At this point you should already have:
- Found your land
- Done market study
- Contacted number of franchises
- Franchises that are in support of the location
- A purchase agreement on the parcel land. I personally recommend you to never spend more than 10% of the overall project cost on land. There are exceptions to this rule such as downtown locations, special destinations like Disney, etc.
Now you should be thinking due diligence- which is the study of your found real estate to make sure it can support your development. Think: water, sewer, gas, electric. Talk to your local civil engineer, they can guide you in this process. You will always need thirty days for this. Do not be pressured, otherwise something big can get missed.
I had a developer just last year that bought and closed a land that only allowed a two-story hotel building. Luckily, we convinced the 120 plus protesting neighbors that a four stories hotel would give them a better view through the property versus a big horizontal wall. They agreed to it and we designed the project. Not everyone will be this lucky. So, it is important to know your zoning, utilities, and entitlement requirements and fees.
I have seen fees as high as $500,000 for development rights – this could destroy a financial performance. I always recommend a soils report by done. Properties that are low, poor soil types, etc. can add major construction money to the project.

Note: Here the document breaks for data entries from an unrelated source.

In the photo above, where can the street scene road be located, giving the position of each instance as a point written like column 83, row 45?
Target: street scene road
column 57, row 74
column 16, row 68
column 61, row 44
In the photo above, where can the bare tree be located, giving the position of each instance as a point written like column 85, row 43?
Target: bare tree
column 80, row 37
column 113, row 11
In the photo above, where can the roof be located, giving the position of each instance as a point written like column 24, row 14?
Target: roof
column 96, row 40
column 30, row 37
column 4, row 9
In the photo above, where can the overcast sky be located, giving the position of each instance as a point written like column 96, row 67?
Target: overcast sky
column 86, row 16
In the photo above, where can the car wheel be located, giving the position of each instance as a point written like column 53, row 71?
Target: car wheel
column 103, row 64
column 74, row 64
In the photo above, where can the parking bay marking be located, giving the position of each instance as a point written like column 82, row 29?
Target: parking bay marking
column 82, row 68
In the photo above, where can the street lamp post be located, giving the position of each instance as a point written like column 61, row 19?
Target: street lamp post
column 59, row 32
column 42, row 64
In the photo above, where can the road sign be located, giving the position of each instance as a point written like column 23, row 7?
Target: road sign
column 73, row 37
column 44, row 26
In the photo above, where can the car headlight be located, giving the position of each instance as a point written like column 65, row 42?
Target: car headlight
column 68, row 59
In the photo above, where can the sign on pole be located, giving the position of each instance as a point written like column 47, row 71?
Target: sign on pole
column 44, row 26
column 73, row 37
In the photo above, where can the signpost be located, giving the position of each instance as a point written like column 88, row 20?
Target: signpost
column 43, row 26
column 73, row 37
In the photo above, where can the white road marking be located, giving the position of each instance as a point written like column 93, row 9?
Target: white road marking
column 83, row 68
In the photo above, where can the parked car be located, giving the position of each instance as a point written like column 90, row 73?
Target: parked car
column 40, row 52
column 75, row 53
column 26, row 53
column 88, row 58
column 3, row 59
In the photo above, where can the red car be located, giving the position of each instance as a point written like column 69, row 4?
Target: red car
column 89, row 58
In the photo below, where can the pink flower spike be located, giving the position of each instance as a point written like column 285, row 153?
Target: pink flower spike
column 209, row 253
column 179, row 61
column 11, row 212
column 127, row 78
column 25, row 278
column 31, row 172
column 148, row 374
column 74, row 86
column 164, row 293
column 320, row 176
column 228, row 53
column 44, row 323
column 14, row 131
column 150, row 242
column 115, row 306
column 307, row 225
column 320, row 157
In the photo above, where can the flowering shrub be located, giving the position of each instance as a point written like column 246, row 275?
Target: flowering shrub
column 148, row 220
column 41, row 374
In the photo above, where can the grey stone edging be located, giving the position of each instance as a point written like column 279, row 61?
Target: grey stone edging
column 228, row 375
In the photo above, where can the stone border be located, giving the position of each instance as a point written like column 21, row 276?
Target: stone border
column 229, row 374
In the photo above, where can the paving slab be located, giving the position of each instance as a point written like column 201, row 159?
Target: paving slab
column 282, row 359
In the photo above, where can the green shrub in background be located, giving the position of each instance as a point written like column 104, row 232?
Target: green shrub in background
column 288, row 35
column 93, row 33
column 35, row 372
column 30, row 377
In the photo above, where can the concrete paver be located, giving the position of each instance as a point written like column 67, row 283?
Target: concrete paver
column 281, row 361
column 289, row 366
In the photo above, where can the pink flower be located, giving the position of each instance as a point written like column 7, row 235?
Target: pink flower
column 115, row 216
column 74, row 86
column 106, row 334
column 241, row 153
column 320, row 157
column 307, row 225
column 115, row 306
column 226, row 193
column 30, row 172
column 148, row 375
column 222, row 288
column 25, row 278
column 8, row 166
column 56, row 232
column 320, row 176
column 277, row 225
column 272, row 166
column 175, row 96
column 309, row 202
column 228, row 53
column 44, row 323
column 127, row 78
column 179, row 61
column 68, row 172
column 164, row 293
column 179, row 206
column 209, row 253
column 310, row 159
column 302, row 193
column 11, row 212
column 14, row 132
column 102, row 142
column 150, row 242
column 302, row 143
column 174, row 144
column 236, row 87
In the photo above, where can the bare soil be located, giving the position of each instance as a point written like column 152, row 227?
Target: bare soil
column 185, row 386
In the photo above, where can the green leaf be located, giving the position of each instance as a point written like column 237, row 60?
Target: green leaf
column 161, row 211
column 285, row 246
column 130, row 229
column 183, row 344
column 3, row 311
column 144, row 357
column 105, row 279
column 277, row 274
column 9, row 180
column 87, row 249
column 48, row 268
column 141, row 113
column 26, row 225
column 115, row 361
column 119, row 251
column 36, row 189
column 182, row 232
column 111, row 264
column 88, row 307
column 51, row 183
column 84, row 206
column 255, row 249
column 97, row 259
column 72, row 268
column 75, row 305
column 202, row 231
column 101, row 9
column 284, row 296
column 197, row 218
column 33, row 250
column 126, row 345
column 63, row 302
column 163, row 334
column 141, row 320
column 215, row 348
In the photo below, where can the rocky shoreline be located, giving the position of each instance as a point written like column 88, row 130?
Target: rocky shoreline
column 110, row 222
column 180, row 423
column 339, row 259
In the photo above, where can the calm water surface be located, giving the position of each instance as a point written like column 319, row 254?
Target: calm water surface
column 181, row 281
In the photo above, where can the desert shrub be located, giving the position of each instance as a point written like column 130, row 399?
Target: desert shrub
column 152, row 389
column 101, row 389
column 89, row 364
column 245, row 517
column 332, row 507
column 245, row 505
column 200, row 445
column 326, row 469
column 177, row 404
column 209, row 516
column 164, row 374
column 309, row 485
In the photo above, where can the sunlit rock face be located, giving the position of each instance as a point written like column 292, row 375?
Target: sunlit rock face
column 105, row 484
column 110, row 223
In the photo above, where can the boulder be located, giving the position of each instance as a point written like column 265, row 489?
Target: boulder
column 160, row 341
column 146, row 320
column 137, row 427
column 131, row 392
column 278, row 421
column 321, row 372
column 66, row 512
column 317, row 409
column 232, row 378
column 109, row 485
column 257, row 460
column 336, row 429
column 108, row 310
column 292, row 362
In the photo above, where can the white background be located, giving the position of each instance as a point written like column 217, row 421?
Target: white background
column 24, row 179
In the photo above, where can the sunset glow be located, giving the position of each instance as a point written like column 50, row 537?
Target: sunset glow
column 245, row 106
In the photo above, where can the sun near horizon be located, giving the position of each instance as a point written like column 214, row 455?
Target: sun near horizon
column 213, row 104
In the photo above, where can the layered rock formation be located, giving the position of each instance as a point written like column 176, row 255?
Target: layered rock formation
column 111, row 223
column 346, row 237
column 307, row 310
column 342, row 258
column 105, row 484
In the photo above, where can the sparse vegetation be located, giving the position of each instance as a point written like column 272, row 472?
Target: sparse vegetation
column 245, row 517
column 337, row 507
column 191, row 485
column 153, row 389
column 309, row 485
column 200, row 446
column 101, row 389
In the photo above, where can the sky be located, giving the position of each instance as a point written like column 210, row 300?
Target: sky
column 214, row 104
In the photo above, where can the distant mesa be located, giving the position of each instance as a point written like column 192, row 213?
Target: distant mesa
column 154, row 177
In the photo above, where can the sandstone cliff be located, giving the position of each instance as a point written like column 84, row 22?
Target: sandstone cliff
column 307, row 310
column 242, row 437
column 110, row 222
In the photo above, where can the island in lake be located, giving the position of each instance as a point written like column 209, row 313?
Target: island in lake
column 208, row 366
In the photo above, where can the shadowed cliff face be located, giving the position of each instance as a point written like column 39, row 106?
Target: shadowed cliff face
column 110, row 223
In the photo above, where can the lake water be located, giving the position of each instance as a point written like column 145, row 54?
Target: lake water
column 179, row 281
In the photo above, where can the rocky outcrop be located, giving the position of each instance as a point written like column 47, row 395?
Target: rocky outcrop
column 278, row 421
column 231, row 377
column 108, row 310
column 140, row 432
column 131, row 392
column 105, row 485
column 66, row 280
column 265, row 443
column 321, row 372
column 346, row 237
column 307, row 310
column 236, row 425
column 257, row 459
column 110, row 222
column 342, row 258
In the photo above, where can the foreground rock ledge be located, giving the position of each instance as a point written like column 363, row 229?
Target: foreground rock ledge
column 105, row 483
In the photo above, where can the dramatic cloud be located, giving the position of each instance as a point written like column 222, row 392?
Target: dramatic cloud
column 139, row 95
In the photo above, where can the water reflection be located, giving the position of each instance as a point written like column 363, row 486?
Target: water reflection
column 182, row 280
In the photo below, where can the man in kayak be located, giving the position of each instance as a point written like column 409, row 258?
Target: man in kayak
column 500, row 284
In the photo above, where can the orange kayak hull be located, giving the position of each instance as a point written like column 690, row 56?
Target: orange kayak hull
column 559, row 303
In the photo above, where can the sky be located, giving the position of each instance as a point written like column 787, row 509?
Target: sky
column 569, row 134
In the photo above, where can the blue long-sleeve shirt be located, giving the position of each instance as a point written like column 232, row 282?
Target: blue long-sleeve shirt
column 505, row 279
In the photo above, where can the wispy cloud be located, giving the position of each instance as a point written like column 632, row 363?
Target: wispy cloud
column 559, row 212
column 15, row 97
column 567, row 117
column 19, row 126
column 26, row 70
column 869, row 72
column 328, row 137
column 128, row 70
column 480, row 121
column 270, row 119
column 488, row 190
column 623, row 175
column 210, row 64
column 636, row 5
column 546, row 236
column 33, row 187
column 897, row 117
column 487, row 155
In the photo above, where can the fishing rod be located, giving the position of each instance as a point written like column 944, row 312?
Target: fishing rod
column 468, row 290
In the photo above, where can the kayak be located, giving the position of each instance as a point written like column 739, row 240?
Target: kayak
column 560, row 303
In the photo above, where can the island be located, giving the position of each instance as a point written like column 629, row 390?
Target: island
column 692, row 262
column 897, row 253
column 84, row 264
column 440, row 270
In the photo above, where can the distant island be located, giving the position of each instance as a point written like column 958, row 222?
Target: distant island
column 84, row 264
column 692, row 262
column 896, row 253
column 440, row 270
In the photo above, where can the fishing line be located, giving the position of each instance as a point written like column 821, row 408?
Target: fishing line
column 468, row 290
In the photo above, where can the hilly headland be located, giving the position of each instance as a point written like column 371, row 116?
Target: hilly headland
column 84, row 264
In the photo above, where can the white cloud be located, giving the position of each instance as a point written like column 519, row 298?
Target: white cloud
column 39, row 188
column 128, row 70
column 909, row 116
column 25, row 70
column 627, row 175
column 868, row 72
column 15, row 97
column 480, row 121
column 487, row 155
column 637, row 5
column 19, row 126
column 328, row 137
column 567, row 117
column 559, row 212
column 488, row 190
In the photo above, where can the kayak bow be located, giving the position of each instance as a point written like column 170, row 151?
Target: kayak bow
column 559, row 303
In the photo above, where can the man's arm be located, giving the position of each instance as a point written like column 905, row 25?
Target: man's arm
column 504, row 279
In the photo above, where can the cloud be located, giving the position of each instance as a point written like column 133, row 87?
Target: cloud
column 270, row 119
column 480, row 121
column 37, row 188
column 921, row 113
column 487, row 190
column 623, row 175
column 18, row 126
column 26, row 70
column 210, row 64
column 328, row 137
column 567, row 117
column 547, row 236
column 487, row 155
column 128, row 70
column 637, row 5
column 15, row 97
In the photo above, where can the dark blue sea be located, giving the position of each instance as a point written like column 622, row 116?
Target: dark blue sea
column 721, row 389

One project I recall had a dynamite location, but it was a 150 deep peat moss pit. To solve the problem, they needed to add another million to the land price. Obviously, this property never got built.
You need to be a cautious buyer. Making basic mistakes can kill your project. Hire professional engineers that have experience with development in your area and they will provide you a wealth of information. This is where being cheap does not pay. Get the best services for the correct answers we are not playing Monopoly here – Or I guess you can live and learn as they say.